Hot Spot

STRANGE BREW Somehow the sultry-voiced Korean equivalent of lounge music doesn't seem out of place among the wooden tables and rice paper lanterns of the Golden Scales Teashop. After all, its interior design is a study in eclecticism. A Chinese landscape painting shares a wall with an aging beer ad. A stuffed fish capers among vines of plastic grapes. The proprietress, gliding soundlessly over the warped wooden floor, serves me a refreshing bowl of o-mi (five-flavor) tea—sweet, sour, bitter, pungent, salty. Not unlike lemonade, I decide, as I drain the curious concoction of tea, tangerine slices, pine nuts, jubjubes and chunks of ice.

Insadong, a quiet corner of Seoul perhaps best known for its small art galleries, is full of such back-alley teahouses. Their décor is often as odd as their names, and they offer more teas than you can shake a stuffed carp at. Try The New Old Teashop, which boasts uncaged birds, an oversized chameleon, and a monkey that likes rice crackers. My personal favorite is the Moon Bird Does Not Only Think of the Moon Teashop, where your infusion comes with complimentary yakgwa, traditional honey cakes.
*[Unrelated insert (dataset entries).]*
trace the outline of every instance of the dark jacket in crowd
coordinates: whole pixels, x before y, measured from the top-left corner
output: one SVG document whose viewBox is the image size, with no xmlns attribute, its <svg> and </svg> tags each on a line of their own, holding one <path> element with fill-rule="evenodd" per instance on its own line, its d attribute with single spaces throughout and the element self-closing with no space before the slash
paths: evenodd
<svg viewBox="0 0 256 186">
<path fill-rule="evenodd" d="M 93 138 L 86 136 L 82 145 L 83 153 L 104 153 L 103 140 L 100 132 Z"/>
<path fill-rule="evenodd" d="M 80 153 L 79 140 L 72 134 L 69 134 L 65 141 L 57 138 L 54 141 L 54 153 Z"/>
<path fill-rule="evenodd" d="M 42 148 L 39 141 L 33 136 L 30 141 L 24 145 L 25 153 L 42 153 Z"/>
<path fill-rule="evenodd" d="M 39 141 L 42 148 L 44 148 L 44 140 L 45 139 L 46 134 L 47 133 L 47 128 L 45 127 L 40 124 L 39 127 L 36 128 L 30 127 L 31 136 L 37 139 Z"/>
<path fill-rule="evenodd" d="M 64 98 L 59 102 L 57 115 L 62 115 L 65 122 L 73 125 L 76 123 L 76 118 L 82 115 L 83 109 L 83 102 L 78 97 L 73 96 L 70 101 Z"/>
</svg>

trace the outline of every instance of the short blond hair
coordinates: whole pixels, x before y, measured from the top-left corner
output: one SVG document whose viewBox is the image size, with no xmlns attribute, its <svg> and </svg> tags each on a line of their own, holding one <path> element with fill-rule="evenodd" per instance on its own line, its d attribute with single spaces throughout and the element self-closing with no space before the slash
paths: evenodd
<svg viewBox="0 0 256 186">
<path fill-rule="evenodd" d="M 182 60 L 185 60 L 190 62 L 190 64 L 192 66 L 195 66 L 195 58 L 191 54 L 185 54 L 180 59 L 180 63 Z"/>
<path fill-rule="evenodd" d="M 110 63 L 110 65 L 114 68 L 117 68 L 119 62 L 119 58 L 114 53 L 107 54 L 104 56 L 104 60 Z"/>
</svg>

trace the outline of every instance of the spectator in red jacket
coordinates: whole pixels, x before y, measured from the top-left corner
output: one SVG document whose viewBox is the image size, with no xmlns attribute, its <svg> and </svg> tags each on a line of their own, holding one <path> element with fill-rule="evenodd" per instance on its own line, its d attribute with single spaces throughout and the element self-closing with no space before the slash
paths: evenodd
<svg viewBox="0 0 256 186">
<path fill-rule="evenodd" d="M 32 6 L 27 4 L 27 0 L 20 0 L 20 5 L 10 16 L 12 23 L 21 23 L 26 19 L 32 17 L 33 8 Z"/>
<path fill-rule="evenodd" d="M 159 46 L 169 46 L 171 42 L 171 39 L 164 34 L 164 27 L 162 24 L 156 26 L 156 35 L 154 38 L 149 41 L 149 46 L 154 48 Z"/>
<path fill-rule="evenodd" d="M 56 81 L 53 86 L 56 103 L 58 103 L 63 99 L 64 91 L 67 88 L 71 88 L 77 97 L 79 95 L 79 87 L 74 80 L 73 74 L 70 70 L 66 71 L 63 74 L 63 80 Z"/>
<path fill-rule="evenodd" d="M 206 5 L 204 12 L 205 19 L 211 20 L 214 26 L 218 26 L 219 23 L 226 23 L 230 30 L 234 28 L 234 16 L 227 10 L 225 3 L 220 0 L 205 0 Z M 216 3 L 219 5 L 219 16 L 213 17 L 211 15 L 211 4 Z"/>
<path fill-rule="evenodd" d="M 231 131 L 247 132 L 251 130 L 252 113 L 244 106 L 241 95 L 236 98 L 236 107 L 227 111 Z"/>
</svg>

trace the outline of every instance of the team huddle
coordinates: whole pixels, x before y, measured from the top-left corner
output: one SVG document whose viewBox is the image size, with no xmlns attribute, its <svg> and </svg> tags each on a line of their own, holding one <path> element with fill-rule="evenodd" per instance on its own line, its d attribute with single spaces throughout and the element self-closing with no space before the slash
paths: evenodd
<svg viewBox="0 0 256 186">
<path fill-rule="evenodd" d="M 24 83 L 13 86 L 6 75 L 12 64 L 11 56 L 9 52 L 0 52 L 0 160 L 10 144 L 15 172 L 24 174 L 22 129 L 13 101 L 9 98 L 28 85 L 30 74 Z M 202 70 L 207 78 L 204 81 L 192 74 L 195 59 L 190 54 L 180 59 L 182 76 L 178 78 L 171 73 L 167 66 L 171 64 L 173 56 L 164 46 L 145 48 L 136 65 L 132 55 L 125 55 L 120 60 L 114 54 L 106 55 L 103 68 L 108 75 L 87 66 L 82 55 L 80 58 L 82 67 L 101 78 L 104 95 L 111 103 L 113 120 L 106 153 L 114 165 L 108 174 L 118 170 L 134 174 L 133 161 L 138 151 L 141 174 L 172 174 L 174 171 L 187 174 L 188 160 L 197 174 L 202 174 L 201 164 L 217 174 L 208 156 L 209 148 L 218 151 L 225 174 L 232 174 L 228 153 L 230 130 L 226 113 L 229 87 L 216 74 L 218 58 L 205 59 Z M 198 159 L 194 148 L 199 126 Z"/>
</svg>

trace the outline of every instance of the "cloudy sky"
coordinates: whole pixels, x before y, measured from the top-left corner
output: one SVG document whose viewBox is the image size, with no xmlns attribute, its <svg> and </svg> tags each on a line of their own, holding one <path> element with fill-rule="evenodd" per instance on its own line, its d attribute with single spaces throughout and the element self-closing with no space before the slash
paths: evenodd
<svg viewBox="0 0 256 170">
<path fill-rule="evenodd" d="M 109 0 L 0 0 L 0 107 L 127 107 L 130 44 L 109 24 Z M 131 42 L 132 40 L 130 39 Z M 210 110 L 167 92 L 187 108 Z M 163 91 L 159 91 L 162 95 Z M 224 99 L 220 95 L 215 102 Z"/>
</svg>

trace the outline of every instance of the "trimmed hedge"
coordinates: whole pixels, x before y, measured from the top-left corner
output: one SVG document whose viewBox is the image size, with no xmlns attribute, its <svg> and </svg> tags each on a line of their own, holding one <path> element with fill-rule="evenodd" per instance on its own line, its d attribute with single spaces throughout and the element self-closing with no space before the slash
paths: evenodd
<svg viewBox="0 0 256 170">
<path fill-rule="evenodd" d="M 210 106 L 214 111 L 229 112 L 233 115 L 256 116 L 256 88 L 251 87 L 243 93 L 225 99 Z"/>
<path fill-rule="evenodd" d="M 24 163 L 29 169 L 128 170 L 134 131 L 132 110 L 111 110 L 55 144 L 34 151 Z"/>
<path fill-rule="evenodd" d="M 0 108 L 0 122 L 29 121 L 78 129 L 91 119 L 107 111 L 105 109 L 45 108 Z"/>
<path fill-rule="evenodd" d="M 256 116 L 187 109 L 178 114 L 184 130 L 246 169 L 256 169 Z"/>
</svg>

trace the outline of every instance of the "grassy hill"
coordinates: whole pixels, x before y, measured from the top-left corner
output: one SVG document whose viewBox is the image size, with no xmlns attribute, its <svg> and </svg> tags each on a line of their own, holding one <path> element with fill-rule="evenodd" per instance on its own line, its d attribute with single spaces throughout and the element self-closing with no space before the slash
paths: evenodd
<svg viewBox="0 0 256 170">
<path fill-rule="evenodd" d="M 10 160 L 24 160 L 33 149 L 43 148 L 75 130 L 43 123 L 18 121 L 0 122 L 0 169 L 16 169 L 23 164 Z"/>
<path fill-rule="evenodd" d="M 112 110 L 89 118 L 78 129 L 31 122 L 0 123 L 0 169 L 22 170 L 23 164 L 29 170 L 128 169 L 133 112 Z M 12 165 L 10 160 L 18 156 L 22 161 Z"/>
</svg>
Insadong has been a retreat of artists and writers since the days of the Korean monarchy. With the rapid development of Seoul, however, many of its traditional structures came under threat. Over the past few decades, old-style Korean homes called hanok—open courtyards surrounded by living quarters—were systematically demolished to make way for more modern buildings. The quiet, meandering roads became scarred with constant construction. In an effort to halt Insadong's slow death, Seoul made it an historic district in 1994. Today, Koreans and foreigners alike come for tea and a browse through the studios and shops.

At the Golden Scales, the restroom door is emblazoned with the Korean characters for The Room Where Your Worries Vanish. I find myself hoping it isn't a mix of five odors.